The only thing more expensive than nuclear — in these stats at least — is small-scale solar installations.

Btw, this widespread (but wrong) belief that nuclear is cheap stems from the fact that a lot of countries heavily subsidized their nuclear industry in order to gain know-how and/or materials for atomic weapon production. It's not even cost-covering at current energy prices without those subsidies.

1 comments

The _existing_ is the important part.
Unfortunately, you cannot build an existing plant. You have to build a new one.
Funniest thing I've read this year so far, thanks ;D
You can do a lot of other stupid things, for example consider it EOL after very short time, like 40 years and close it though.
Nuclear power is just too expensive. Look at France - the have 80% or so nuclear and all of their power companies run at a loss and have to be subsidized. Meanwhile in Germany wind and solar make a pretty good complement and are cheaper, even with storage included, which is mostly provided by Switzerland and Austria.

It's just not worth the hassle.

Just need half a century of first construction and then amortizing the loans to get an existing paid off nuclear plant.
You need 0 years to construct an already existing plant, and would pay those loans either way.
Of course, the issue is what you do when the said plant is EOL or you need more capacity. Can't expand capacity using existing plants.
Extend the life to 80 years.

https://www.energy.gov/ne/articles/whats-lifespan-nuclear-re...

And fund the plants from budget, not commercial debt.

> "Governments can borrow much more cheaply that private companies and that lower cost of borrowing can drastically reduce the ultimate cost. Hinkley Point C would have been roughly half the cost if the government had been borrowing the money to build it at 2%, rather than EDF's cost of capital, which was 9%."

https://www.bbc.com/news/business-44363366

You've now bought 20 years for the countries with an existing fleet.

Having governments finance the plants does not reduce the cost, it is a subsidy transferring the risk to the government with the taxpayers being on the hook instead of the banks.

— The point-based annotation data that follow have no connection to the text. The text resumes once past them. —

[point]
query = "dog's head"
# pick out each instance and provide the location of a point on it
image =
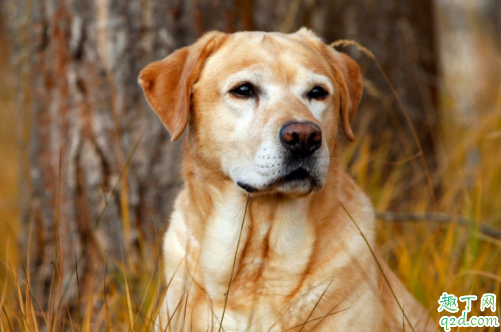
(263, 108)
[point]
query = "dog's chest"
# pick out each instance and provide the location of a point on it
(265, 256)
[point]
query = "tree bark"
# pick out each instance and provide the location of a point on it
(76, 66)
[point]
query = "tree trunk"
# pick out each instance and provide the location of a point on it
(76, 66)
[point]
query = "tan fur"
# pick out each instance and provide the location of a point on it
(300, 257)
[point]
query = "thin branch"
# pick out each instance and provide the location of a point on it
(439, 218)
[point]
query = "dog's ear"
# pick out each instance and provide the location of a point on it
(167, 83)
(347, 73)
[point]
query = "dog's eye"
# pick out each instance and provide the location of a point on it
(318, 93)
(244, 90)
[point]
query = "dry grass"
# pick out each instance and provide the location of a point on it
(429, 257)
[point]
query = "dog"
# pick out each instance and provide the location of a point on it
(267, 233)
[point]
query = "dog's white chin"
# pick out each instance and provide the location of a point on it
(298, 188)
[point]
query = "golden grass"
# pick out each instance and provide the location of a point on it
(429, 258)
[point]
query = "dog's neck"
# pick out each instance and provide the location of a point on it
(274, 233)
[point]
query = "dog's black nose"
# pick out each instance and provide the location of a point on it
(301, 138)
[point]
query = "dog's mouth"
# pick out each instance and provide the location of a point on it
(296, 179)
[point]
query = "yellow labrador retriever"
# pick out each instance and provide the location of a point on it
(259, 239)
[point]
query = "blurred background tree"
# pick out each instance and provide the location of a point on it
(82, 115)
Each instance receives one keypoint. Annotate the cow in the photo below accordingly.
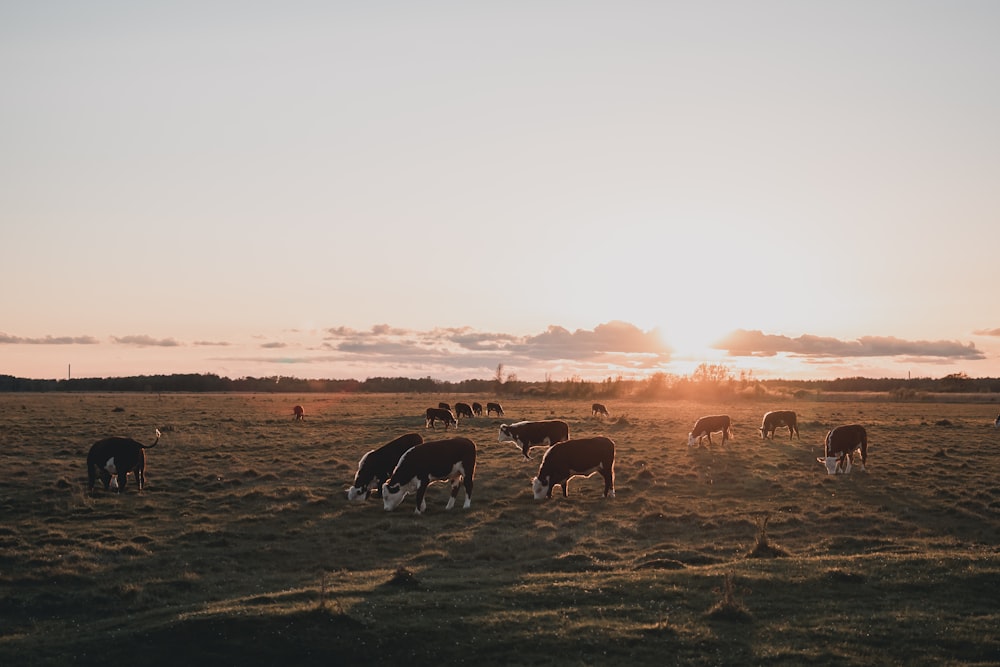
(118, 456)
(376, 466)
(777, 419)
(534, 434)
(571, 458)
(841, 443)
(706, 426)
(437, 460)
(439, 414)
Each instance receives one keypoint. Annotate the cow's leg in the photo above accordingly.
(421, 492)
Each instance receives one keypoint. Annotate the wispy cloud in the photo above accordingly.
(756, 343)
(145, 341)
(6, 339)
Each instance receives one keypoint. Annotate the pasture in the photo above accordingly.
(243, 550)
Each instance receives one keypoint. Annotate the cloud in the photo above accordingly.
(744, 343)
(145, 341)
(6, 339)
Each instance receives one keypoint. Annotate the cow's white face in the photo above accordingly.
(393, 495)
(833, 465)
(539, 488)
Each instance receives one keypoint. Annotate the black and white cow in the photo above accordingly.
(439, 415)
(706, 426)
(575, 458)
(841, 443)
(437, 460)
(777, 419)
(534, 434)
(117, 456)
(376, 466)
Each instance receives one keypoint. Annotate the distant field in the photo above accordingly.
(243, 550)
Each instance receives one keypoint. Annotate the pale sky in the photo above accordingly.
(340, 189)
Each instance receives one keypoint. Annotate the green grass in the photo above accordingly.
(243, 549)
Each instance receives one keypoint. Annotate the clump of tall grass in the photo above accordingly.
(729, 607)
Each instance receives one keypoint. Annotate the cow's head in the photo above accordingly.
(836, 464)
(363, 479)
(539, 488)
(393, 494)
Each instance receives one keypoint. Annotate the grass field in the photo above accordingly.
(242, 549)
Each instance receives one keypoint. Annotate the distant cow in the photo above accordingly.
(118, 456)
(376, 466)
(437, 460)
(534, 434)
(706, 426)
(841, 443)
(439, 415)
(777, 419)
(573, 458)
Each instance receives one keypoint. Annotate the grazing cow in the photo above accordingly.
(534, 434)
(463, 410)
(118, 456)
(376, 466)
(777, 419)
(841, 443)
(439, 414)
(572, 458)
(706, 426)
(437, 460)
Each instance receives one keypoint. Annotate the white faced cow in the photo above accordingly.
(114, 458)
(439, 415)
(534, 434)
(841, 443)
(572, 458)
(778, 419)
(706, 426)
(376, 466)
(437, 460)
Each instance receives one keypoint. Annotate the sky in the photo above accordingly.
(569, 189)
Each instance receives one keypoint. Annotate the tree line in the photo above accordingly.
(707, 381)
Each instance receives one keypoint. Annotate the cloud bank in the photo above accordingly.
(744, 343)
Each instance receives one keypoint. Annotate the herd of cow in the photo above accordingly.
(409, 464)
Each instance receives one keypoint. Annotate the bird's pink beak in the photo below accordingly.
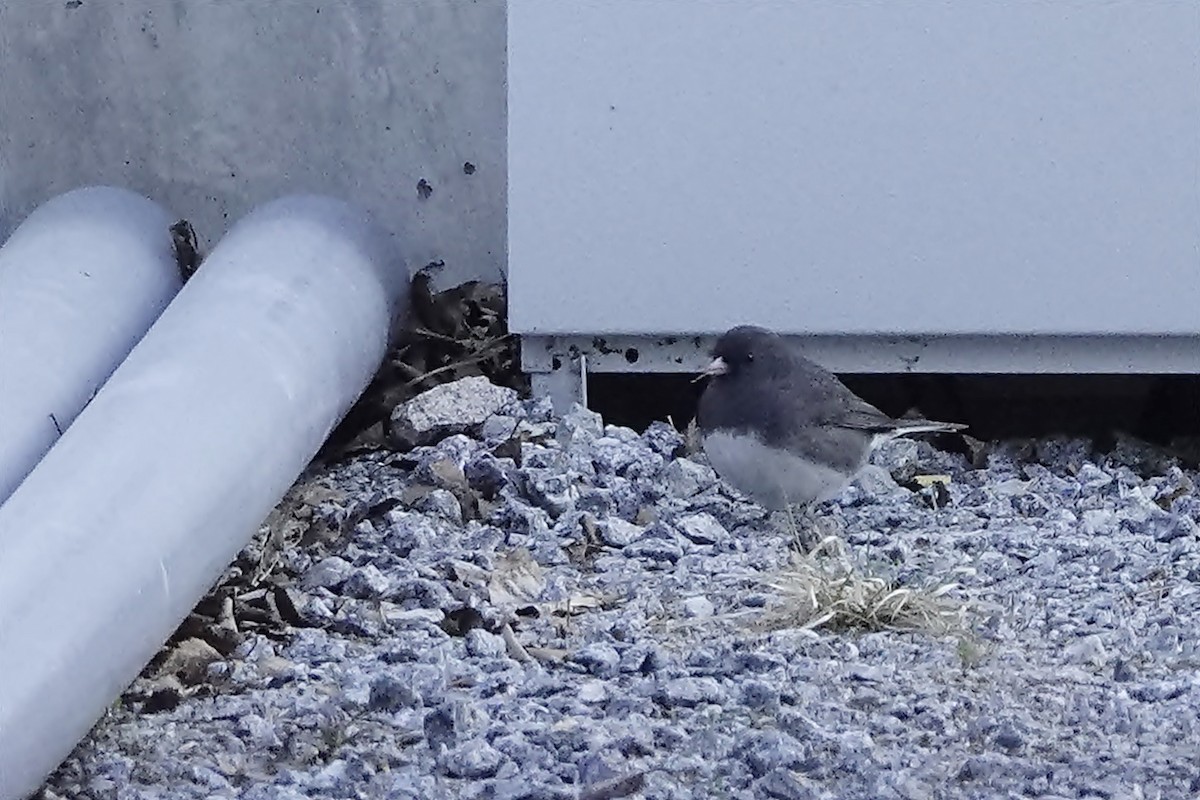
(717, 367)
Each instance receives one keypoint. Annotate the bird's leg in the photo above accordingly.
(801, 527)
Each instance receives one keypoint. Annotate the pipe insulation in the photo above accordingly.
(81, 281)
(167, 474)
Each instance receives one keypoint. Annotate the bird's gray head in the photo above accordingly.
(745, 349)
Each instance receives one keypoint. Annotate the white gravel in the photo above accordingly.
(592, 651)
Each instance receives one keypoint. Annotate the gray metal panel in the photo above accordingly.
(853, 168)
(213, 107)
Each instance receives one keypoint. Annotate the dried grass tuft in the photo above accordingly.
(825, 588)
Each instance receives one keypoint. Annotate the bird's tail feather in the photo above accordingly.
(904, 427)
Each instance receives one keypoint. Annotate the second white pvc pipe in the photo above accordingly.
(81, 281)
(167, 474)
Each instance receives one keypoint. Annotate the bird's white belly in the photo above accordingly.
(774, 479)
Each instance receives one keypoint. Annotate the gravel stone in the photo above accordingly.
(457, 407)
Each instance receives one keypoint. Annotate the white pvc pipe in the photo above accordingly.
(165, 476)
(81, 281)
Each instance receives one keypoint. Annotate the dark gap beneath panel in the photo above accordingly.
(1156, 408)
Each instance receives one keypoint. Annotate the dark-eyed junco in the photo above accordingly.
(781, 428)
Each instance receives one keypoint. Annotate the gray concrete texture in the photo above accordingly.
(214, 107)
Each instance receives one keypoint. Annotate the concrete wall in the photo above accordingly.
(215, 106)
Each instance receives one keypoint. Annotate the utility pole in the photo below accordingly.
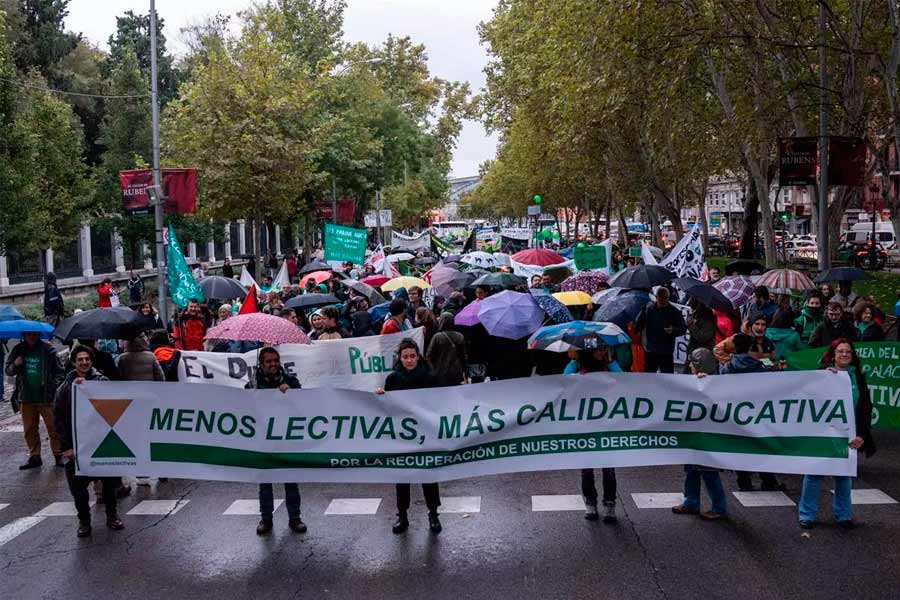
(824, 253)
(157, 177)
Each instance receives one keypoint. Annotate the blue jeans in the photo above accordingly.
(809, 498)
(714, 488)
(267, 500)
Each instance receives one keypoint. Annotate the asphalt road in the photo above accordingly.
(500, 547)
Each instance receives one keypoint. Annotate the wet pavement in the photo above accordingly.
(515, 536)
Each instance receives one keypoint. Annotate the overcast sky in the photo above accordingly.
(446, 27)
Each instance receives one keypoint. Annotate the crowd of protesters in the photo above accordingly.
(767, 330)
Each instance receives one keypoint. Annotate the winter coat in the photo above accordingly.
(827, 331)
(137, 363)
(62, 406)
(786, 341)
(653, 320)
(807, 322)
(53, 372)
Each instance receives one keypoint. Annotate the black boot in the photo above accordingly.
(401, 524)
(434, 524)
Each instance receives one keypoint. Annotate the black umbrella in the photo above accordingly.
(842, 274)
(744, 266)
(311, 301)
(704, 293)
(642, 277)
(117, 323)
(222, 288)
(504, 280)
(370, 293)
(313, 266)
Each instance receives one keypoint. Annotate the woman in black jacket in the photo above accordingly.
(411, 373)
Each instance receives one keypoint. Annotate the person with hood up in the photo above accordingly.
(81, 359)
(54, 306)
(841, 357)
(412, 373)
(783, 336)
(270, 375)
(810, 316)
(837, 324)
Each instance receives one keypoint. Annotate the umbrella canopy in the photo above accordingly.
(586, 281)
(468, 316)
(504, 280)
(577, 335)
(311, 301)
(406, 282)
(117, 323)
(788, 279)
(574, 298)
(642, 277)
(480, 259)
(620, 306)
(704, 293)
(511, 315)
(744, 266)
(16, 328)
(315, 265)
(370, 293)
(538, 257)
(833, 274)
(9, 313)
(556, 310)
(737, 288)
(375, 280)
(445, 280)
(317, 276)
(222, 288)
(258, 327)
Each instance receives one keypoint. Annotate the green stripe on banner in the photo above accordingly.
(802, 446)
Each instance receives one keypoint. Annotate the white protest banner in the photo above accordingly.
(354, 363)
(771, 422)
(412, 243)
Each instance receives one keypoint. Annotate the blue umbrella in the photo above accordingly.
(555, 309)
(619, 305)
(15, 329)
(9, 313)
(578, 335)
(511, 315)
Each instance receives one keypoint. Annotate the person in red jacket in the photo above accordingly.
(191, 328)
(104, 294)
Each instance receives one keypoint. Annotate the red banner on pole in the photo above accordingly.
(179, 190)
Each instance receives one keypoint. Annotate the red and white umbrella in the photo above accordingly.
(258, 327)
(786, 279)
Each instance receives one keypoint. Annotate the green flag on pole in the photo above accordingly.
(182, 286)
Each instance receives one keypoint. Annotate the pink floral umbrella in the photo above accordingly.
(258, 327)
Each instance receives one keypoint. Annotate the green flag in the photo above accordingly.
(182, 286)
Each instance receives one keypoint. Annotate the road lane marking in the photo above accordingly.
(17, 527)
(757, 499)
(248, 507)
(158, 507)
(658, 500)
(460, 504)
(353, 506)
(556, 502)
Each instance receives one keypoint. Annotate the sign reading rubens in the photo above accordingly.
(783, 422)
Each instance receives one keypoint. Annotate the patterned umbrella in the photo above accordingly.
(511, 315)
(538, 257)
(258, 327)
(786, 279)
(586, 281)
(737, 288)
(556, 310)
(579, 335)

The cost stemming from the project risk will not be realized until the construction goes over budget or fails, at which time the difference between the market rate and the government rate is realized by the tax payers.

What all this means is that the project's risk and cost is constant. You only transfer who pays for it. The public or the owner.

With Hinkley Point C looking to cost even more than €160/MWh over 35 years strike price they got that territory is being entered with bitter negotiations at the highest political level.

https://www.theguardian.com/uk-news/2024/feb/16/edf-hinkley-...

That's useless for extending capability.